/kingpin-1

KingPin is the toolset used at Pinterest for service discovery and application configuration.

Primary LanguagePythonApache License 2.0Apache-2.0

KingPin

KingPin is the Python toolset used at Pinterest for facilitating service oriented architecture and application configuration management.

Key Packages & Features

  • Kazoo Utils: A wrapper for Kazoo and implements utils like ServerSet, DataWatcher and Hosts selectors.
  • Thrift Utils: A wrapper for python Thrift clients which transparently handles retry and integrated with service discovery framework provided in Kazoo Utils.
  • Config Utils: A system that stores configuration on S3 and uses Zookeeper as the notification system to broadcast updates to subscribers.
  • ZK Update Monitor: A daemon which syncs configurations and serversets to local disk from Zookeeper and S3.
  • Decider: A common utility widely used at Pinterest which controls the global values. Built on top of Config Utils.
  • Managed Datastructure: A common utility wide used at Pinterest which supports easy access/modification of configurations in Map/List format in Python.
  • MetaConfig Manager: A system that manages all configurations/serversets and dependencies (subscriptions), built on top of Zookeeper and S3.

High level Concepts

Kingpin contains various python packages which serve as the basic infrastructure LEGO widely used at Pinterest.

Package Architecture

KingPin relies on 3rd party packages like Kazoo, Boto, Zookeeper and AWS S3.

Zookeeper is used to store dynamic serversets and acts as the notification channel for config changes. S3 is used to store configuration data. On top of Zookeeper and Kazoo, we have Kazoo Utils which we have some improvements on Kazoo native APIs and does service discovery and registration. We use thrift as the RPC protocal, so we built thrift-utils on top of thrift and kazoo_utils which make people easier to write a python thrift client.

We also have our own application configuration management system built on top of Zookeeper and S3 which we call it Config Utils (we call it ConfigV2 internally).
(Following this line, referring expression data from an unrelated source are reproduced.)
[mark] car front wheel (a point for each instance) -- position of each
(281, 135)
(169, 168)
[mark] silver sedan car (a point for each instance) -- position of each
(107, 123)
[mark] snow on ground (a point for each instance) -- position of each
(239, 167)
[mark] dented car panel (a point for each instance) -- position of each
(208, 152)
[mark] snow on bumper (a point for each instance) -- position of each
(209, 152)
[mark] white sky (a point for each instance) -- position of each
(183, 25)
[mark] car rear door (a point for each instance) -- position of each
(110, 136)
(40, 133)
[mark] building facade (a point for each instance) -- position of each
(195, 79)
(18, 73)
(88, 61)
Basically people can make change to a configuration, the system will put the new content to a new versioned file in S3, and update the version number in Zookeeper. You can refer to this engineering blog which contains more information inside.
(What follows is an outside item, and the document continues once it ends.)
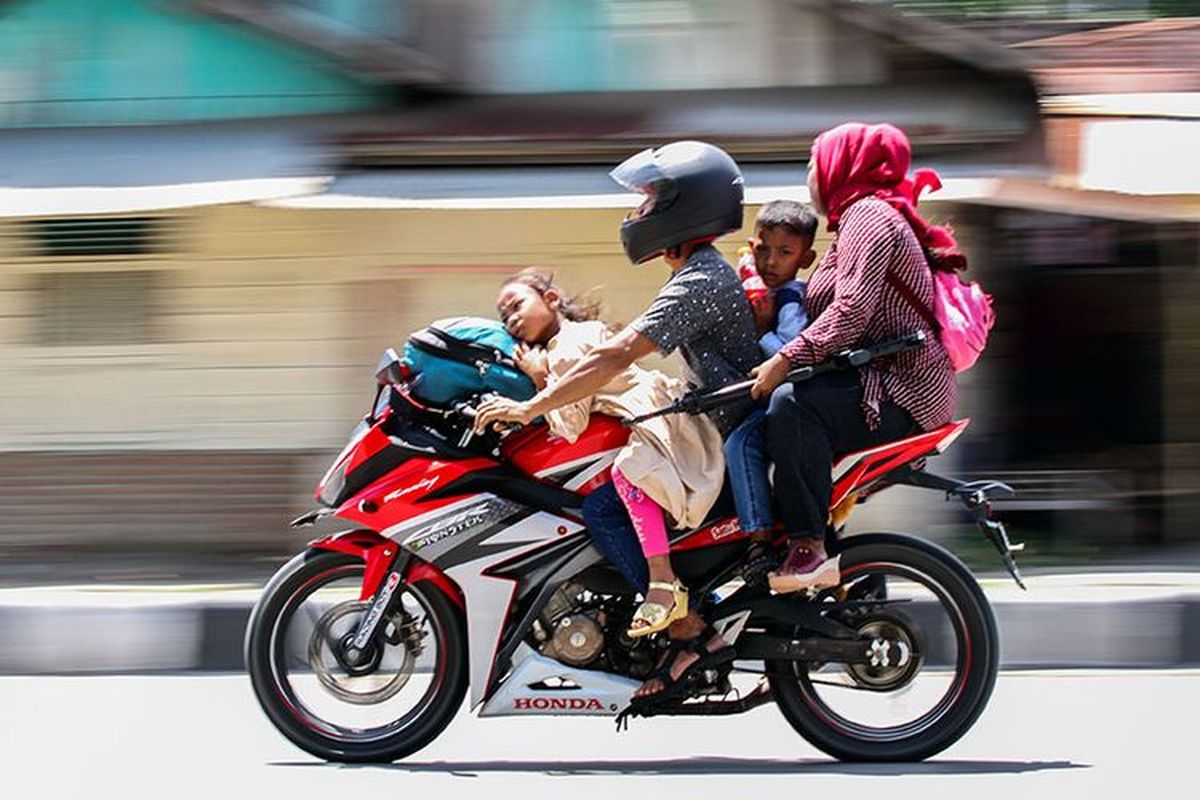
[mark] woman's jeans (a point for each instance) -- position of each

We also built some data structures like lists, hashmap and json for Pinterest Engineers to easily read/write to configurations. We also have a structure called Decider (ranging from 0 to 100) for engineers to dynamically change values in realtime, which is pretty useful for experiments control.
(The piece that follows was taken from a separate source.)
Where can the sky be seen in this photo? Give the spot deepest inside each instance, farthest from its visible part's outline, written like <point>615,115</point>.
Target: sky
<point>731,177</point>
Both application configuration management and service discovery are watched and updated by a process running on each box called ZK Update Monitor. Our philosophy is to leverage the atomic broadcasting guarantee provided by Zookeeper to fanout the change to every box so each machine only needs to talk to local file, instead of establishing a session to Zookeeper. ZK Update Monitor is the only proxy talking to Zookeeper on each box for getting the newest serverset of configuration content. We have an engineering blog which contains the more details about it.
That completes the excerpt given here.